We do not feel that the absence of patient discomfort (paresthesia) protects against intraneural injection of local anesthetics, since the drug that is injected is usually a local anesthetic agent, which anesthetizes the nerve immediately and renders the intraneural injection free of pain. It is certainly the case that the reports of pain on intraneural injection of contrast material from the radiology literature are true. However, when local anesthetics are injected, the sodium channels are instantaneously blocked. We see this everyday when stimulating nerves immediately stop muscle twitching and thus motor function of the nerve with local anesthetic infusion. While we understand that the electrical property at work here is the dissipation of the current density, it is also true that the motor nerve conduction is blocked. If this is the case, and it is, the sensory component of the same nerve is also blocked. Therefore, the patient will not feel pain when injecting a local anesthetic intraneurally. This does not hold true when performing retro-bulbar block (which is a root level lock), however. In the case of retrobulbar block, patients will certainly feel pain when the dura, which surrounds the optic nerve, is contacted with a needle. Therefore, the only blocks in which it is truly helpful to have the patient awake and cooperative are the very blocks that anesthesiologists routinely sedate patients heavily for – retro-bulbar blocks. Remember, if the needle is deep to the dura surrounding the optic nerve, (OR FOT THAT MATTER ANY NERVE ROOT AS IT EXITS THE SPINE) it is SUBDURAL. A subdural at any level has the same desastrous effects. (Please read my editorial in the Jan/Feb 2009 issue of Reg Anesth Pain Med. (Boezaart AP. That which we call a rose by any other name would smell as sweet – and its thorns would hurt as much. Reg Anest Pain Med 2009; 34(1): 3 – 7). Also Read Boezaart AP Franco CD. Thin sharp needles around the dura. Reg Anesth Pain Med 2006; 32(4): 338 – 339).

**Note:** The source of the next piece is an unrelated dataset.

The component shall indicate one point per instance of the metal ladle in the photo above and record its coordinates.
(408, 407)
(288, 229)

As a result of medico-legal pressures, and because it is seldom necessary to do blocks under general anesthesia, and the fact that most patients tolerate peripheral nerve blocks with little to no sedation, we typically place blocks in awake patients, except for pediatric patients or those patients with extremely painful conditions or severe anxiety of course. We do, however, fully explain the situation to the patient before we place blocks after the induction of GA. None of the arguments on both sides are convincing and we believe that it does not really matter. Proper technique, however, matters a lot. Solid indications for the block, the correct nerve being blocked with the correct technique and not forgetting to use the correct equipment will protect your patient from harm, and NOT doing the wrong block on the wrong patient with bad technique and wrong equipment in an awake patient.
Furthermore, the only two things, in addition to good and solid technique that will protect one from intraneural injection are proper nerve stimulator manipulation and pressure (resistance) in the syringe. We get worried if there are brisk muscle twitches at settings of 0.2mA and less and we put the most experienced person in the room on the syringe to judge the pressure of the injection. Better still to measure this pressure. We also, as far as possible, use the same syringe and needle for every block to get used to the resistance. The pressure device proposed by Admir Hadzic hold great future in converting regional anesthesia from an art form to science.